A Secretaria do Meio Ambiente e Recursos Hídricos do Espírito Santo publicou a Portaria nº 008-R, que institui critérios e procedimentos para emissão do Certificado de Crédito de Massa Futura no âmbito da logística reversa de embalagens. O instrumento permite que empresas invistam antecipadamente em projetos estruturantes de coleta e reciclagem para cumprir metas futuras previstas na legislação ambiental.
A iniciativa coloca o Espírito Santo como o primeiro estado do país a implantar esse mecanismo, que busca ampliar a infraestrutura de reciclagem, fortalecer a economia circular e gerar novas oportunidades de trabalho e renda para cooperativas de catadores.
A medida está alinhada ao princípio da responsabilidade compartilhada pelo ciclo de vida dos produtos, estabelecido pela Política Nacional de Resíduos Sólidos.

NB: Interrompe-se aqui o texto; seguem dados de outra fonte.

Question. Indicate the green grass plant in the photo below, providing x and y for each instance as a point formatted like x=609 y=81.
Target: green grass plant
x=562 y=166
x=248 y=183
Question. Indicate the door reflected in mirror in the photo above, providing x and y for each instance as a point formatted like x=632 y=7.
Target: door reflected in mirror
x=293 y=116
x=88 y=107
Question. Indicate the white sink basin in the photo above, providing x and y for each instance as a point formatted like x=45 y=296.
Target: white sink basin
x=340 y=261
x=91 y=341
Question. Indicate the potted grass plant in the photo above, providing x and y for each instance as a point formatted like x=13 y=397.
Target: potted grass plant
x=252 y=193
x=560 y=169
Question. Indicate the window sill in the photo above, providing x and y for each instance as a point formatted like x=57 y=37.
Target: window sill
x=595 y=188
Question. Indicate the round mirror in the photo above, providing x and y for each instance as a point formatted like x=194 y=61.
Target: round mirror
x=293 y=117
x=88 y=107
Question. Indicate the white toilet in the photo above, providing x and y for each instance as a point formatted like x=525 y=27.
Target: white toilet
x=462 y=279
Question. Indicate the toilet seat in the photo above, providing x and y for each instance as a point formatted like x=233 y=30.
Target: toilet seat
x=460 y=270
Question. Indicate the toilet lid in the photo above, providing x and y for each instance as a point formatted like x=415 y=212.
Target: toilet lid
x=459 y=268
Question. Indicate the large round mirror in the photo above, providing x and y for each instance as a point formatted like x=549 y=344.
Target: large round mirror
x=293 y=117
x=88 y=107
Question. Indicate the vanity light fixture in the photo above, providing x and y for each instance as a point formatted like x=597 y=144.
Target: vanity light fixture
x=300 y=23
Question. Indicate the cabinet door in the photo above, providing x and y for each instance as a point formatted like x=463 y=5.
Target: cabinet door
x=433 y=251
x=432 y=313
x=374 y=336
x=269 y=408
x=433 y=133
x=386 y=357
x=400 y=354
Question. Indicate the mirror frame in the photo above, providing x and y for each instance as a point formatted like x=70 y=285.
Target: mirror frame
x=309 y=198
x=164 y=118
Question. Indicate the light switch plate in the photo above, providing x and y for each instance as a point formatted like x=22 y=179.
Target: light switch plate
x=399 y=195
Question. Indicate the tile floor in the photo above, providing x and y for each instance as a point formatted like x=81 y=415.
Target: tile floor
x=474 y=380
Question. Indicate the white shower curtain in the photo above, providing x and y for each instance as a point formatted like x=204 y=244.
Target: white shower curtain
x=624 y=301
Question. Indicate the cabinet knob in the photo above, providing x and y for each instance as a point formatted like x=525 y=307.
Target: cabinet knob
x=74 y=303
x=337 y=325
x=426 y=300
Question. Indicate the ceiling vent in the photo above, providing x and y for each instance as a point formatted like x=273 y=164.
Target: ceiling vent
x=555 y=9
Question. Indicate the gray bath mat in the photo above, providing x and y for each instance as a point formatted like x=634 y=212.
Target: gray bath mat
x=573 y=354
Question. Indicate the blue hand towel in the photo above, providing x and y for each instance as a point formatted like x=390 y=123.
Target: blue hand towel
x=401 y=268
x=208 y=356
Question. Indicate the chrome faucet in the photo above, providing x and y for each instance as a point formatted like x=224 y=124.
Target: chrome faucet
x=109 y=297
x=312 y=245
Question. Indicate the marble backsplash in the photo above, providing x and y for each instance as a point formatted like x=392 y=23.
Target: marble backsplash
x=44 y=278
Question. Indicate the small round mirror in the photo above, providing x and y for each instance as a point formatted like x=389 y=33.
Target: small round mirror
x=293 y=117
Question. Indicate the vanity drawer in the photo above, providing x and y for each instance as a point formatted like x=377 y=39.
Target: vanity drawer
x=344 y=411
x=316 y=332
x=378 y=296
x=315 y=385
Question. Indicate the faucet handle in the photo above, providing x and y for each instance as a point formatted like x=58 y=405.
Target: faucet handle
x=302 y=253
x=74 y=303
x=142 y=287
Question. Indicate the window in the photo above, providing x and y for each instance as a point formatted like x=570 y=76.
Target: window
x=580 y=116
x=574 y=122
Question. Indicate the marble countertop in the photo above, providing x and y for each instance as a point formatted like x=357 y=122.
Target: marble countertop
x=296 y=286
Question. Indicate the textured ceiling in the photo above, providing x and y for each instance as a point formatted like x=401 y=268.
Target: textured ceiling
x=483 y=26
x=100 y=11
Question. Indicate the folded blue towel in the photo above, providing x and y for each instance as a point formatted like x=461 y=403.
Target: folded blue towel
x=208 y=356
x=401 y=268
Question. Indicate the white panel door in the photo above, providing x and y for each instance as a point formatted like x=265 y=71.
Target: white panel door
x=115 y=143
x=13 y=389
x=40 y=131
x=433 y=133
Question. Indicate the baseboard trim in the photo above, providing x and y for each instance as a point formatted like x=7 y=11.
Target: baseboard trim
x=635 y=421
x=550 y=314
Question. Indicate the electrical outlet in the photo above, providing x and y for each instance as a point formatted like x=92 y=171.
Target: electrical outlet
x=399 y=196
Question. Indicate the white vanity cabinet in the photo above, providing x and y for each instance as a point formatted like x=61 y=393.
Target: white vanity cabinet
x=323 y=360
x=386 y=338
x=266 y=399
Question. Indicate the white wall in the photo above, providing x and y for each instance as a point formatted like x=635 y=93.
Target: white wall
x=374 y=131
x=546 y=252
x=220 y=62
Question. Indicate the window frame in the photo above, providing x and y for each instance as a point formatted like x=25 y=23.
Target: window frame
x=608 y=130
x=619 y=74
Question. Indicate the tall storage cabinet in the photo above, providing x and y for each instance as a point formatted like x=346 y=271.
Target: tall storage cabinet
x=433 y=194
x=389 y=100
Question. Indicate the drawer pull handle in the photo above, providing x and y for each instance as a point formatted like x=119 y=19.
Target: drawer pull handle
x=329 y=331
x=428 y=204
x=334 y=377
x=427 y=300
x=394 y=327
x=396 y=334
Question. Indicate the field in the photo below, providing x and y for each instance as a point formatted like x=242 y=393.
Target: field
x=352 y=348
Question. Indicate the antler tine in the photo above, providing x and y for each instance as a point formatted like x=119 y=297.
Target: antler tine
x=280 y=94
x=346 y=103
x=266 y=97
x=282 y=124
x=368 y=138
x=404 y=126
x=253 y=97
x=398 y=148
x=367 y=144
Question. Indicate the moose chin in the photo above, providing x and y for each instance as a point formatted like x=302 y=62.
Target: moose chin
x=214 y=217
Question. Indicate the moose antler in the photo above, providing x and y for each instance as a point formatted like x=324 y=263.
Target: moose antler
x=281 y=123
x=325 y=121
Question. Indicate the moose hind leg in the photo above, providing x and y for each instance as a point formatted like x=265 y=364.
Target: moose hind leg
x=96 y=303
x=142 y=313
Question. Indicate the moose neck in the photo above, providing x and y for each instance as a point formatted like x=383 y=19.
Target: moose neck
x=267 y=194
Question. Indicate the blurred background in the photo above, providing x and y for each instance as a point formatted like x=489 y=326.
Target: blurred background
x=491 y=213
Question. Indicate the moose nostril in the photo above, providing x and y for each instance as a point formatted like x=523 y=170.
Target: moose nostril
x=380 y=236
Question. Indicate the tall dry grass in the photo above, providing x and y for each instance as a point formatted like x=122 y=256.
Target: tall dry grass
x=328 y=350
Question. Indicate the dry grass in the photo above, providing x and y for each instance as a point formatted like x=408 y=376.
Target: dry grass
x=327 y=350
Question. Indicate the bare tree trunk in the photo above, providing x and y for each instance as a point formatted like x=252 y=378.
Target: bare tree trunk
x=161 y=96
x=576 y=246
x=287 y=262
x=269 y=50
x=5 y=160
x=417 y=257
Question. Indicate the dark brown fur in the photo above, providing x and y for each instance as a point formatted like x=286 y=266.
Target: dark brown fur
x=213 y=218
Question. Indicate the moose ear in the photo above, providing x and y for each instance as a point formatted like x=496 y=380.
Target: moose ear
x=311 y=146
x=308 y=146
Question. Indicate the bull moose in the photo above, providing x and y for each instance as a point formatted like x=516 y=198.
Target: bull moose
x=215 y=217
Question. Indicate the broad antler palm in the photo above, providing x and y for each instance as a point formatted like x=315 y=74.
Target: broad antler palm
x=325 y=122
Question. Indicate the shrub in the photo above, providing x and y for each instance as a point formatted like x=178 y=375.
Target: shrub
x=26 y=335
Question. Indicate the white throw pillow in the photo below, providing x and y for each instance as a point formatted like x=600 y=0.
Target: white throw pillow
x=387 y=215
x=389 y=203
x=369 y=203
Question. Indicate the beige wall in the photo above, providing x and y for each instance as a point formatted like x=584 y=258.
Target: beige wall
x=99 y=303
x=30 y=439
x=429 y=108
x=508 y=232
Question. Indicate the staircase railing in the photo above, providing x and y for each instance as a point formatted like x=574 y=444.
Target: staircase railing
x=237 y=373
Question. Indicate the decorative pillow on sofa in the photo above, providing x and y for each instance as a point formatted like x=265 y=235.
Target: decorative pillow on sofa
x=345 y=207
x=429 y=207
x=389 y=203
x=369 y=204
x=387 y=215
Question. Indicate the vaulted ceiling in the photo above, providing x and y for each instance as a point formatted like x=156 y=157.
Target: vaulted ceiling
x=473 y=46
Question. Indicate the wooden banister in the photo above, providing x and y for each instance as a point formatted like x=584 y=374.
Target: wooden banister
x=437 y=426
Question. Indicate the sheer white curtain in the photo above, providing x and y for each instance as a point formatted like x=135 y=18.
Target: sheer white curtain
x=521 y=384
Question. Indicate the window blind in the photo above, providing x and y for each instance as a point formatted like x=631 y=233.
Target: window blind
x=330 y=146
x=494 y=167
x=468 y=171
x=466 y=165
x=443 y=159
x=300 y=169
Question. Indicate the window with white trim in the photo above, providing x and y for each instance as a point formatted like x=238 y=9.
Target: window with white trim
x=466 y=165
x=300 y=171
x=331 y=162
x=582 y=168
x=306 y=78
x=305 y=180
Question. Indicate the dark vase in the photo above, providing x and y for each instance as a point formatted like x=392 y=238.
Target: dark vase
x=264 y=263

Esse modelo atribui obrigações a fabricantes, importadores, distribuidores e comerciantes, além de envolver municípios, responsáveis pelos serviços de limpeza urbana, e consumidores, que devem realizar o descarte adequado dos resíduos.
No Espírito Santo, a estratégia também segue as diretrizes da Política Estadual de Resíduos Sólidos, que estabelece a logística reversa como instrumento para reduzir impactos ambientais e estimular o retorno de produtos e embalagens ao setor produtivo após o consumo.
Nos últimos anos, sistemas de créditos ligados à logística reversa têm sido utilizados como alternativa para viabilizar investimentos no setor. Com a nova portaria, empresas que comercializam embalagens no estado poderão aplicar recursos na ampliação da coleta seletiva, na estruturação de centrais de triagem e em projetos voltados à inclusão socioprodutiva de catadores.
Esses investimentos poderão ser contabilizados como metas futuras de logística reversa, desde que os resultados previstos sejam efetivamente alcançados em até cinco anos.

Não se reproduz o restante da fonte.